[Date Prev][Date Next][Thread Prev][Thread Next][Date Index][Thread Index]
Re: [hobbit] alerts still not alerting
On Sat, Mar 19, 2005 at 10:33:09AM -0600, Daniel J McDonald wrote:
> I'm still flummoxed by hobbit-alerts. I'm certain I broke something,
> because I am not getting any alerts from the box.
It's probably a config error ...
> The only logs in /var/log/hobbit/page.log are
> 2005-03-11 07:49:30 Tried to down BOARDBUSY: Invalid argument
> 2005-03-14 17:24:21 Tried to down BOARDBUSY: Invalid argument
These are harmless, and often occur when Hobbit is shutdown or
restarted.
> I see a couple of those in the hobbitlaunch.log file as well, I also see
> the following error:
> 2005-03-19 10:14:21 Task bbdisplay started with PID 7417
> 2005-03-19 10:14:21 Task bbretest started with PID 7418
> 2005-03-19 10:14:29 Our child has failed and will not talk to us
> 2005-03-19 10:14:36 Our child has failed and will not talk to us
That's a first - and you're right it should be more detailed in the
error-message.
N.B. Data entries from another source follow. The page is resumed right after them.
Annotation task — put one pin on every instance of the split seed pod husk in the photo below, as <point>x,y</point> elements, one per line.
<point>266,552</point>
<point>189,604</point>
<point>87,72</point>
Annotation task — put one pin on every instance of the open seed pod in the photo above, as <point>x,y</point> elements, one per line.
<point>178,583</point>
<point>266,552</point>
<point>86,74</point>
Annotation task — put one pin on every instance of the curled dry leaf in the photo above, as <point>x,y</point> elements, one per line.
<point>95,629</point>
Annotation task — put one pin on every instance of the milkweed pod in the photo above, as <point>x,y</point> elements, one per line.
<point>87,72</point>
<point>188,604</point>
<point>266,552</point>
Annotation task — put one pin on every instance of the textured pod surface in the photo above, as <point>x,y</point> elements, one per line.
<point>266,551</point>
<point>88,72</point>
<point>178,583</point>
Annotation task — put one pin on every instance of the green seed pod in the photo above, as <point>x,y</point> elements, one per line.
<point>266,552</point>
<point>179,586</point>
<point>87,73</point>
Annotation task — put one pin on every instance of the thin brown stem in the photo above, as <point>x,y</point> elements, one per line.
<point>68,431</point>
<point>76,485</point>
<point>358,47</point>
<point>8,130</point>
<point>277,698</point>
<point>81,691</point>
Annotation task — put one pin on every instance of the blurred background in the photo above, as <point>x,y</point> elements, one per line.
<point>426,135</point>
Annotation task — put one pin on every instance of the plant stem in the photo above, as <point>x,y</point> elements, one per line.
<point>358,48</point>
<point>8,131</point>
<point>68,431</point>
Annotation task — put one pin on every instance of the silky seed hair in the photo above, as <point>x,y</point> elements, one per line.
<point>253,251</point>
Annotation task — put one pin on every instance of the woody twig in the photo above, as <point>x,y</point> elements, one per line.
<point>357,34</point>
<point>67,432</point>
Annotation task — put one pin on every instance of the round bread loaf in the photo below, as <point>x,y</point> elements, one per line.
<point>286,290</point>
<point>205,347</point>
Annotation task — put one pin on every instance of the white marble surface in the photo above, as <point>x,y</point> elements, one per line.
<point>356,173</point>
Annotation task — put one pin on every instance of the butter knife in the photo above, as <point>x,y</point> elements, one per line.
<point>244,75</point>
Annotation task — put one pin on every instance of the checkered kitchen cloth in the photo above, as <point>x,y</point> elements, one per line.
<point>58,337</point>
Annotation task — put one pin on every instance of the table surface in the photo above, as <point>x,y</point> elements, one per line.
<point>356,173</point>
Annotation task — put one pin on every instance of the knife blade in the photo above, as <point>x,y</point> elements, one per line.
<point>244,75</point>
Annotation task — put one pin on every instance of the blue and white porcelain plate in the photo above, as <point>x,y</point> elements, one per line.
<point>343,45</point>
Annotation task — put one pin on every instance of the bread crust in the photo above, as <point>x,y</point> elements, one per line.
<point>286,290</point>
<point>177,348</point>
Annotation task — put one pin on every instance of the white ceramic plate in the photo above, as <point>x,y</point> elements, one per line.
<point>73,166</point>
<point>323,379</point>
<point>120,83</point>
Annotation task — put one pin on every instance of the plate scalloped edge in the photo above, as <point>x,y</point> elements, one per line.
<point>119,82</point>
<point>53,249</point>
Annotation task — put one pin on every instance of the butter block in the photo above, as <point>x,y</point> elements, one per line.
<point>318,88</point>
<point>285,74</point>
I've fixed that. But it generally means that one of the
hobbitd helper tasks has stopped responding.
> Here is a sample host that is not paging. The info page lists:
> Service Recipient 1st Delay Stop after Repeat Time of Day Colors
> conn dan.mcdonald (at) austinenergy.com (R) 30m - 5d - red
> telnet dan.mcdonald (at) austinenergy.com (R) 30m - 5d - red
>
> Both telnet and conn have been down on this host for over two hours.
>
> The salient rule is:
> HOST=%.
> MAIL=dan.mcdonald (at) austinenergy.com REPEAT=140h DURATION>30m
> RECOVERED COLOR="red" UNMATCHED
Your "HOST=" is wrong - it will only match hostnames with exactly one
letter (do you really have a host named "a" ?) - if you want to match
all hosts, then it's "HOST=%.*" or the simple form "HOST=*"
So some other rule must be generating the info-column output you
have, and therefore even if your HOST entry was correct, the rule
would not trigger because of the UNMATCHED restriction.
Could you try running
exec ~hobbit/server/bin/bbcmd
hobbitd_alert --test HOSTNAME conn "" 120 red
That should tell you how the alert is handled, and who gets notified
using what rules.
Regards,
Henrik